Session: MON 167-198-Hypothalamus-Pituitary Development & Biology
Poster Board MON-180
Clinical Case: We report an 11-year old boy presenting with headaches since five years, progressive vision problems of both eyes, in whom the diagnosis of a macroprolactinoma was made on the basis of highly elevated prolactin levels of 6727 mU/l (NR 86-324), concordant elevated levels of prolactin monomer of 5756 mU/l (NR <279) and on typical MRI features with a large intra- and suprasellar mass infiltrating the clivus and both sinus cavernosus and resulting in an upward-displacement of the chiasm. In addition the boy presented with ACTH deficiency requiring hydrocortisone replacement therapy. Cabergoline treatment was started immediately with increasing doses of 0.5 to 7 mg/week and only lead to a transient fall of prolactin levels to 2000 mU/l in the first two weeks with no reduction of tumor mass on MRI after 10 weeks of treatment. In order to prevent bilateral blindness, partial resection of the tumor was performed. Histopathology confirmed a prolactinoma with an increased proliferation rate of 10 % as well as p53 (10%), Ki67 (>5%) and a strong somatostatin receptor 2 expression. Metastases were not found and MEN1 gene sequencing was normal. Fortunately, the vision of the right eye improved from 0.1 to 1.0. Postoperatively, cabergoline and quinagolide treatment were ineffective (polactin levels >3000 mU/l) whereas a short octreotide test resulted in a decrease of prolactin to 1136 mU/l. We therefore recently started octreotide treatment and expect positive effects in the further course.
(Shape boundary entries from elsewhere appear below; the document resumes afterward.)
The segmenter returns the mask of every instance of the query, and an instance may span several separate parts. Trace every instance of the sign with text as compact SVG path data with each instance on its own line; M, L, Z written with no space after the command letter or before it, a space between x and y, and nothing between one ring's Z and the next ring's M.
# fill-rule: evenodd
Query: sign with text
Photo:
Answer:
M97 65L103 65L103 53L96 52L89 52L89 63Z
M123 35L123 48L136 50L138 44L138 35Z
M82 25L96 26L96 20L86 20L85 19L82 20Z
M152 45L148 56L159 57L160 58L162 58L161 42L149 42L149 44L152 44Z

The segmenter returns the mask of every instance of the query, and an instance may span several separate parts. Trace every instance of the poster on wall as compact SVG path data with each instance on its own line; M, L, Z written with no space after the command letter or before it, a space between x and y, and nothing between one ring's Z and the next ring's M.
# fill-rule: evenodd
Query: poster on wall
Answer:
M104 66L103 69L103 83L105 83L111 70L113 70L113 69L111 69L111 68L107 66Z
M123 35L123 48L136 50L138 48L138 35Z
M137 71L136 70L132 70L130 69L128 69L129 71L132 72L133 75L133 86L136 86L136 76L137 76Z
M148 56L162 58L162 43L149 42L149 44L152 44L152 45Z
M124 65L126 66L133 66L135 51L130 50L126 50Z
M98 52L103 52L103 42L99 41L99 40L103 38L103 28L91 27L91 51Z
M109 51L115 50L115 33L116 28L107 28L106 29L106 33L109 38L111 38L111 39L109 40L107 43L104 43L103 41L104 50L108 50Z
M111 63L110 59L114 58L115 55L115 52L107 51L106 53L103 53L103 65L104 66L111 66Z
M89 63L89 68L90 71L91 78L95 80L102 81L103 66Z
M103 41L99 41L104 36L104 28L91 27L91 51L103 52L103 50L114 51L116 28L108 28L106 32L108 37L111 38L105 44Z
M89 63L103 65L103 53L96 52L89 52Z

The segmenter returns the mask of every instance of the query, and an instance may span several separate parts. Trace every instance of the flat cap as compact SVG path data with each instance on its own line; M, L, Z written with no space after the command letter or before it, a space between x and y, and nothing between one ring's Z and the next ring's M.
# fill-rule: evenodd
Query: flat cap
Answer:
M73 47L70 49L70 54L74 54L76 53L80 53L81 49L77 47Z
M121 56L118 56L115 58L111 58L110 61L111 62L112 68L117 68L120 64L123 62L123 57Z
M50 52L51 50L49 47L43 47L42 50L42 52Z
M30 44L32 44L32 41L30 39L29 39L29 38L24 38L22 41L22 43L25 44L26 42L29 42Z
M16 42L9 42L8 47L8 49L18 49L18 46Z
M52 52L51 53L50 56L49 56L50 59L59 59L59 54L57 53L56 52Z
Clinical lessons: Atypic macroprolactinomas with a high proliferation index starting at an age of about 6 years as in our case are extremely rare. If dopamine agonist therapy fails, further treatment options such as neurosurgical resection need to be considered. When tumor cells express somatostatin receptor 2, octreotide is one option although there is only little experience for this age group. Pasireotide was reported to have the drop on octreotide but there is no evidence for children so far. Final treatment strategies may include stereotactic radiation and temozolamide. AIP gene mutations are considered despite the fact that the patient is the only affected family member.